Politicians produce a lot of content, and never more so than once an election has been called.

How do they manage to get it all so wrong then?  Why do we disengage from what they say, and scoff at their promises, and how can you make sure your customers never feel the same way about the content you produce for them?

Here are five quick tips:

Biased 

We don’t trust pollies because they do not offer us balanced commentary, and trust us to make up their own minds. From the national broadband network to policies regarding asylum seekers, we only hear one side of the story.

Even when pollies do a complete backflip, such as Tony Abbot’s statements on education reform, our pollies will not tell us how they arrived at such a decision. They fear the negative headlines – but they get them anyway. We are not fooled

Irrelevant 

Our cities are choked with traffic, our health system on its knees, and we risk handing an uninhabitable planet on to our children. Yet politicians are obsessed with a few thousand refugees arriving by boat, with their own parties, and with hurling abuse at each other.

Broadcast 

Ours is a world of interaction and engagement, but pollies are still in broadcast mode. With few exceptions, politicians simply hurl their messages into space, with few opportunities to listen to the responses their words create (Q&A being  a notable exception to the rule).

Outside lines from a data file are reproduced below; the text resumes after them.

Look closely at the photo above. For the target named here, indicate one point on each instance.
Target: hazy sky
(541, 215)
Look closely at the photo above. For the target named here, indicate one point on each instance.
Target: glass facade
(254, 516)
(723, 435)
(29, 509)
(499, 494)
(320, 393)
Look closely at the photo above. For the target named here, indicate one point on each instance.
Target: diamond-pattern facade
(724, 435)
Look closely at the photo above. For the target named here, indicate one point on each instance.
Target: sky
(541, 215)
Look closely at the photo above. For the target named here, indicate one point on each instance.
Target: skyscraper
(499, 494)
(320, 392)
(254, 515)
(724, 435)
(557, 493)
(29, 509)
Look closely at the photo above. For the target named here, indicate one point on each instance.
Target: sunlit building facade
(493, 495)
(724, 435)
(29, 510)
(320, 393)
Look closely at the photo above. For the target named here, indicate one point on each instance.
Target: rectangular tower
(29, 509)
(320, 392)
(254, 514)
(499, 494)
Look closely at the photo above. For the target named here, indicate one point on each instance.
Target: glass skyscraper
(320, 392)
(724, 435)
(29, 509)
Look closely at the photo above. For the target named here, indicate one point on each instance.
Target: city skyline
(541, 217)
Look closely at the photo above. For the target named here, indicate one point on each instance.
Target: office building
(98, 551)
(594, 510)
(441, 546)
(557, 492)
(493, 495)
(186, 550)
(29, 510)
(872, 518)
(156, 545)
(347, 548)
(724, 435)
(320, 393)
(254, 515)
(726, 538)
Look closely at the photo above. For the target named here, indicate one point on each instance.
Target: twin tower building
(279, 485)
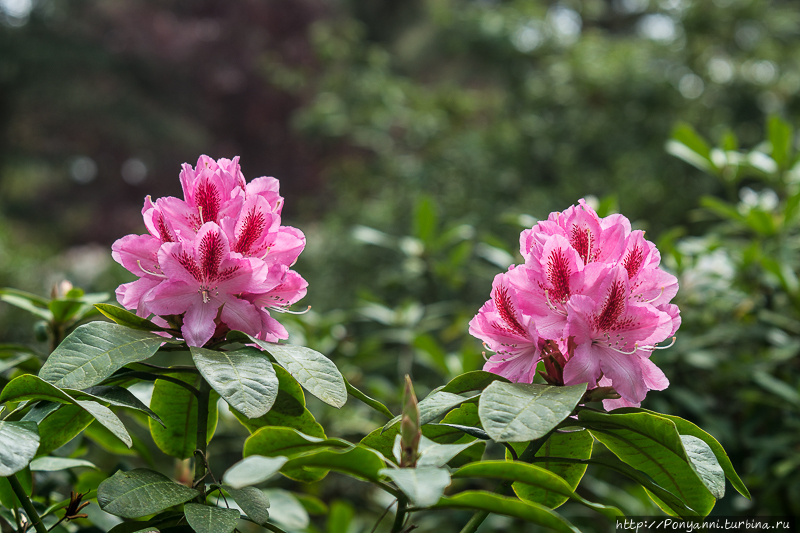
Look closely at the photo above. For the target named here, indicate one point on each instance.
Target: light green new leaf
(53, 464)
(532, 475)
(252, 501)
(252, 470)
(18, 444)
(123, 317)
(244, 378)
(141, 492)
(487, 501)
(573, 445)
(286, 510)
(208, 519)
(652, 445)
(177, 407)
(519, 412)
(96, 350)
(315, 372)
(433, 406)
(423, 485)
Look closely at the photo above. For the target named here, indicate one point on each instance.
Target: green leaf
(286, 412)
(30, 387)
(252, 501)
(687, 428)
(116, 396)
(469, 381)
(531, 475)
(340, 517)
(96, 350)
(375, 404)
(433, 406)
(53, 464)
(493, 503)
(359, 461)
(18, 444)
(315, 372)
(123, 317)
(423, 485)
(705, 464)
(286, 510)
(61, 426)
(280, 441)
(27, 301)
(244, 378)
(252, 470)
(141, 492)
(780, 136)
(574, 445)
(208, 519)
(521, 412)
(177, 407)
(653, 445)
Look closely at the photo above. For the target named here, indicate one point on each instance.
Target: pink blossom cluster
(590, 288)
(219, 259)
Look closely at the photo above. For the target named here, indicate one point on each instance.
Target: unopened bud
(410, 430)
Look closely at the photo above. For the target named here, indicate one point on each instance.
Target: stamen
(139, 262)
(284, 310)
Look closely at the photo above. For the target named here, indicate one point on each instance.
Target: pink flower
(591, 289)
(215, 260)
(508, 333)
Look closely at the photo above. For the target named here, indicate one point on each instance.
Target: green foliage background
(414, 140)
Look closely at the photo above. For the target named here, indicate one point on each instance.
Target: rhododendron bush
(572, 326)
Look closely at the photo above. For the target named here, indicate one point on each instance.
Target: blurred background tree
(414, 140)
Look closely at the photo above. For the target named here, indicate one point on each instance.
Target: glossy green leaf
(123, 317)
(208, 519)
(372, 402)
(252, 470)
(653, 445)
(433, 406)
(177, 407)
(253, 502)
(359, 461)
(315, 372)
(423, 485)
(687, 428)
(573, 445)
(19, 442)
(534, 476)
(493, 503)
(61, 426)
(286, 510)
(244, 378)
(53, 464)
(96, 350)
(30, 387)
(519, 412)
(141, 492)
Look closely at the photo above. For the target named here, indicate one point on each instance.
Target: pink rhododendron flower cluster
(219, 259)
(590, 301)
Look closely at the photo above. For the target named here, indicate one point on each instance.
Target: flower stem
(399, 518)
(526, 457)
(33, 516)
(203, 398)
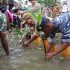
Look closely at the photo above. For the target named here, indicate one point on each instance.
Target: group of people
(33, 25)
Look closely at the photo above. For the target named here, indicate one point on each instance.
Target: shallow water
(29, 58)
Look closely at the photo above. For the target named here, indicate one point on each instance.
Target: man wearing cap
(50, 28)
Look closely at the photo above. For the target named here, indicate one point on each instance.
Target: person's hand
(20, 42)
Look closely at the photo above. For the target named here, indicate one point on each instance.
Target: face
(29, 21)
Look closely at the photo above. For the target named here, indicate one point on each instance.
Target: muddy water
(29, 58)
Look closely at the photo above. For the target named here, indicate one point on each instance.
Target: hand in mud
(20, 42)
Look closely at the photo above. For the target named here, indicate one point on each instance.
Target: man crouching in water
(3, 24)
(50, 28)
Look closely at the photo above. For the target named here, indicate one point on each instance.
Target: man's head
(46, 25)
(33, 1)
(29, 21)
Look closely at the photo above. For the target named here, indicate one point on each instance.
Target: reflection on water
(28, 59)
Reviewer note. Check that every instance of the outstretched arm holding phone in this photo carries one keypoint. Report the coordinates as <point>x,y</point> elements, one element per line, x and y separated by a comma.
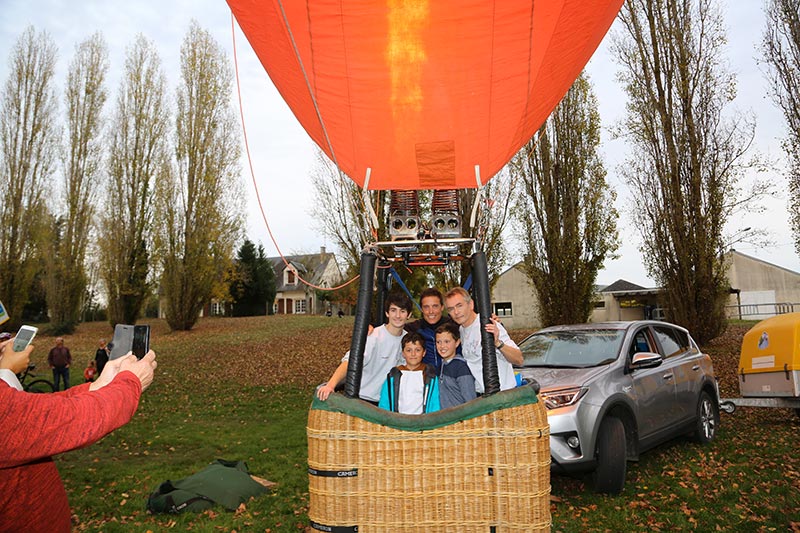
<point>35,426</point>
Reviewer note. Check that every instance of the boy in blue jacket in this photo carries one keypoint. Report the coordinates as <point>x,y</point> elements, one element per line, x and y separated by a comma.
<point>412,388</point>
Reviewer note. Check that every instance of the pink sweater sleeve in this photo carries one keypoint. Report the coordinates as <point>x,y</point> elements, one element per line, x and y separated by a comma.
<point>34,426</point>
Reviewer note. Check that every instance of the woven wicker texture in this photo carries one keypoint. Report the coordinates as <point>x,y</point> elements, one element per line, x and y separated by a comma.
<point>474,474</point>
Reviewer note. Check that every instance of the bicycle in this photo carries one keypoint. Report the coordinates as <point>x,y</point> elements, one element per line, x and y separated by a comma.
<point>38,384</point>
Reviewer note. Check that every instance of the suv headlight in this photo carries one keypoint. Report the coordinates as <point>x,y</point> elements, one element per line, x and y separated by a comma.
<point>563,398</point>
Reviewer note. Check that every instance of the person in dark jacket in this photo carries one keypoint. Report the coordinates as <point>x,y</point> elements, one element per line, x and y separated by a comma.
<point>432,305</point>
<point>412,388</point>
<point>59,360</point>
<point>456,384</point>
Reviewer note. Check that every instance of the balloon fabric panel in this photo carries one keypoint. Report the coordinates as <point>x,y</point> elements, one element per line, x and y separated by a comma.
<point>422,92</point>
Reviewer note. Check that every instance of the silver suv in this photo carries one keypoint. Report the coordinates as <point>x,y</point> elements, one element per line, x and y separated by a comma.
<point>613,390</point>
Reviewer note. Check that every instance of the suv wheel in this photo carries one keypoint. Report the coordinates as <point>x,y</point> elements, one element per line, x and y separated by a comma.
<point>707,419</point>
<point>611,453</point>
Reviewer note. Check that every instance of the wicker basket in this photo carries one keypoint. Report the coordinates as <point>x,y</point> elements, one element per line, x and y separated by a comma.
<point>483,466</point>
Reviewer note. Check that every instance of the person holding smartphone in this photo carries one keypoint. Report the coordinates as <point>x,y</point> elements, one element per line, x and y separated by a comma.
<point>11,362</point>
<point>34,427</point>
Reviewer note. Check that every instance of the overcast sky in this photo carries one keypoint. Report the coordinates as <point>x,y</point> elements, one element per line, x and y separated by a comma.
<point>282,152</point>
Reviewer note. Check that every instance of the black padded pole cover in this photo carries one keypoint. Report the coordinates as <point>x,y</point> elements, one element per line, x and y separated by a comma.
<point>480,280</point>
<point>355,365</point>
<point>383,290</point>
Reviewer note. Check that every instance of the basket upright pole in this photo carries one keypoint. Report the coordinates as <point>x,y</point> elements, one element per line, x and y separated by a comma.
<point>383,289</point>
<point>355,365</point>
<point>480,279</point>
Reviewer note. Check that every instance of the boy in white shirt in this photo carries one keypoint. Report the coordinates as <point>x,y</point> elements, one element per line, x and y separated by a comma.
<point>381,353</point>
<point>412,388</point>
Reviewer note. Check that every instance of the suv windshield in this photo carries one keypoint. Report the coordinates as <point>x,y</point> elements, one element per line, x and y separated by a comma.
<point>572,348</point>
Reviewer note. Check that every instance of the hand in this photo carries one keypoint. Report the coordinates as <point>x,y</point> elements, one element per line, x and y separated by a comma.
<point>15,361</point>
<point>143,369</point>
<point>492,328</point>
<point>324,391</point>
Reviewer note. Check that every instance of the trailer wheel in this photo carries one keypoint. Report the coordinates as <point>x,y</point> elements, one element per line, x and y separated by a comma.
<point>707,419</point>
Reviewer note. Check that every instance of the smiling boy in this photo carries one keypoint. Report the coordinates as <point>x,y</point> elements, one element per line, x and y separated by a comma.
<point>381,352</point>
<point>456,384</point>
<point>412,388</point>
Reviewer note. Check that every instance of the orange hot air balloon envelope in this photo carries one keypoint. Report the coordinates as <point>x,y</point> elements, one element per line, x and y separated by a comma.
<point>420,92</point>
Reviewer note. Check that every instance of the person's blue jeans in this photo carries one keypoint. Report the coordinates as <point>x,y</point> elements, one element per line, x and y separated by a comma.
<point>58,373</point>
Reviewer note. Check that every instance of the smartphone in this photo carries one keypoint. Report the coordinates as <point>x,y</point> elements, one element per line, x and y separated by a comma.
<point>129,338</point>
<point>141,341</point>
<point>24,337</point>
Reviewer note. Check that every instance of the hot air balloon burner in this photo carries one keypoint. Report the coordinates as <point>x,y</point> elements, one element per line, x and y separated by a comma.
<point>446,220</point>
<point>404,222</point>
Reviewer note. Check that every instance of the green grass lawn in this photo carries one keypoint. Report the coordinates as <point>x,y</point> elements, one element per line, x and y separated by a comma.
<point>240,389</point>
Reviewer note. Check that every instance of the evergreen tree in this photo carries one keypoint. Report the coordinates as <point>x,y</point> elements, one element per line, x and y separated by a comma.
<point>253,284</point>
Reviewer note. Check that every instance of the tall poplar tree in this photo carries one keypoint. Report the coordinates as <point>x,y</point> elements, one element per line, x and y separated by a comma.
<point>28,148</point>
<point>686,157</point>
<point>82,164</point>
<point>781,49</point>
<point>201,199</point>
<point>565,208</point>
<point>138,145</point>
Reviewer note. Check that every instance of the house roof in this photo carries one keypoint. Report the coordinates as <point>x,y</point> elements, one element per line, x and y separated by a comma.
<point>311,267</point>
<point>623,286</point>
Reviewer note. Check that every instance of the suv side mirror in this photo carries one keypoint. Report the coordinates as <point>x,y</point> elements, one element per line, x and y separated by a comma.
<point>646,360</point>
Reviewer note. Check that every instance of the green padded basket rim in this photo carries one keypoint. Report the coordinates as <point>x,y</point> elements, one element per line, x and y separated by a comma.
<point>338,403</point>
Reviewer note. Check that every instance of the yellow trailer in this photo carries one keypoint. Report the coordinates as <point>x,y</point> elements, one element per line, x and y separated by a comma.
<point>769,365</point>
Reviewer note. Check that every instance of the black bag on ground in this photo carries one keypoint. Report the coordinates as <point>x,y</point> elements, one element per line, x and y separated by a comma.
<point>227,483</point>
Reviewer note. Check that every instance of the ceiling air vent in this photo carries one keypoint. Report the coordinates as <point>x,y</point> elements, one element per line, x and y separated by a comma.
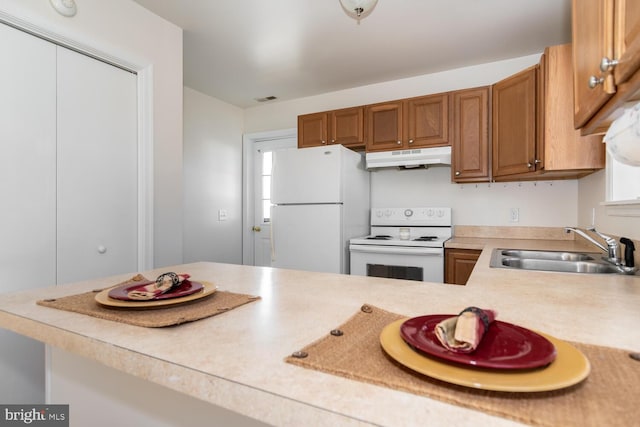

Even on Twitter and Facebook, there is little opportunity for exchange.

Inauthentic 

Social media is a great BS filter. If some BS gets past our defences, we can count on the crowd to haul it into prominence. So why do politicians continue to serve up lashings of the brown stuff, stuff we know they do not believe in, and cannot swallow themselves (so why would we)

Boring 

The world is a tremendously exciting place – extraordinary achievements are a daily occurrence, as are tragedies of every kind. Politician could inspire us by drawing attention to the events that inspire and those that disgust them, both of which are motivators.

 

Imagine a day when a politician stands in front of the camera to comment on a world event that changed her life, spoke passionately on a personal subject that moved him, commented on the merits of policies from the opposite side of politics, or reminded us of the issues facing the world and its future.

Then we’d all be clamouring for an election campaign.